Tatter. A red tattered cloth, a rag — nothing more. It was used by royal authorities to execute the sans-culottes — the lower classes during the French Revolution. But the common people appropriated the red rag, and it came to symbolize the color of revolutions since 1848.
Utopia. It has a cruel ending: disappointment. Emma Goldman and her companion, anarchist Alexander Berkman experienced it while living in the USSR. In The Bolshevik Myth (1922), Berkman bitterly wrote, “One by one, the embers of hope have been extinguished. Terror and despotism have crushed the life born in October. The slogans of the revolution have been renounced… The revolution is dead, its spirit weeps in the desert.”
Violence. Mao summed it up: “A revolution is not a dinner party.” Traverso explicitly acknowledges this stark fact: “Violence is in its genes.”
Walter Benjamin. The German philosopher is the leading light of Traverso’s book who illuminates everything with one idea — revolutions are leaps into the future in which the past reappears, in which memory flashes.

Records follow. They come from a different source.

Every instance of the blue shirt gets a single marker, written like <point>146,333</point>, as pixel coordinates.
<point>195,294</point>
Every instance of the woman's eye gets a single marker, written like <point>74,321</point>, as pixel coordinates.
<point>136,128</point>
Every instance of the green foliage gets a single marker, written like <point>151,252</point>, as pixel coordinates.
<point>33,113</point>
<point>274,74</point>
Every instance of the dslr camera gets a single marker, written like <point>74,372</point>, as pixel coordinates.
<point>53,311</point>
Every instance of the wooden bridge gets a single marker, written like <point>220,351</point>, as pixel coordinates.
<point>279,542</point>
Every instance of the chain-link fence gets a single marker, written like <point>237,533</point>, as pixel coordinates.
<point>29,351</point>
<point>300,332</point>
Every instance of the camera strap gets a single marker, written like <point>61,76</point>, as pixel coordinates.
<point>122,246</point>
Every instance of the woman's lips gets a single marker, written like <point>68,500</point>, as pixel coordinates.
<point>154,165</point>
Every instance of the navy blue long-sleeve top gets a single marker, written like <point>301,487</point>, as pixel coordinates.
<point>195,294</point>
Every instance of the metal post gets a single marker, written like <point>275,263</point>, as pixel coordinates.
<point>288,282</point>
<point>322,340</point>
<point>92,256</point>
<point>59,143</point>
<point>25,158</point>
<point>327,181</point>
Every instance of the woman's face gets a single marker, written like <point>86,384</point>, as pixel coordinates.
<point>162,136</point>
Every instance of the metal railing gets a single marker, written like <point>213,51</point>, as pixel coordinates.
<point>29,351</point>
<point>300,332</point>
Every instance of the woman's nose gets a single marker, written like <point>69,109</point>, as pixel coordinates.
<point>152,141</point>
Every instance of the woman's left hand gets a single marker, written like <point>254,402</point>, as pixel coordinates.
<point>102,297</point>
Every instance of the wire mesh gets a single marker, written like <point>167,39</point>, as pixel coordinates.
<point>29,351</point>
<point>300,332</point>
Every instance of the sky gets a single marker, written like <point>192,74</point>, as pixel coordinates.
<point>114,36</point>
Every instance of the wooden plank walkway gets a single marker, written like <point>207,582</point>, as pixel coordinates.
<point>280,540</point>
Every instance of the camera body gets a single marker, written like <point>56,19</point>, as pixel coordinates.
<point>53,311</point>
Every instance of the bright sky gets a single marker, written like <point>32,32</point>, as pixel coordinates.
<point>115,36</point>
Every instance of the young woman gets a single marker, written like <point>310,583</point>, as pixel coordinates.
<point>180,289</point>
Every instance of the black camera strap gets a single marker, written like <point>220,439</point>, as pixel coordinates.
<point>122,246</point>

X. An X marks a crossroads. It was 1968, when a constellation of revolutionary events shook the world. Traverso writes about those events: “The revolution had to be anti-capitalist in the West, anti-Stalinist in the East and anti-imperialist in the South.” Everything came together in 1968: the barricades in Paris, the Prague Spring and the Tet offensive in Vietnam.

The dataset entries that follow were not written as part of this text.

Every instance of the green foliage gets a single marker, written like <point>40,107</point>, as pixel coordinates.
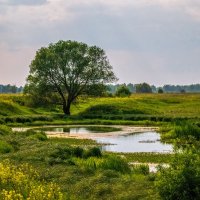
<point>187,129</point>
<point>5,147</point>
<point>141,169</point>
<point>105,163</point>
<point>123,91</point>
<point>68,68</point>
<point>40,136</point>
<point>143,88</point>
<point>23,182</point>
<point>182,179</point>
<point>92,152</point>
<point>160,90</point>
<point>4,130</point>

Yearning. Revolutions usually begin momentously and end in tragedy. That is why Traverso writes, “Their memory is steeped in mourning” for their martyrs, a yearning counterweight to the narrative of power.
Zombies. The fall of the Berlin Wall shattered the socialist utopia. But because Traverso refuses to let it die, he writes, “The left of the 21st century must reinvent and distance itself from previous patterns. It must create new models, new ideas and a new utopian imagination.” This is how revolutions are born.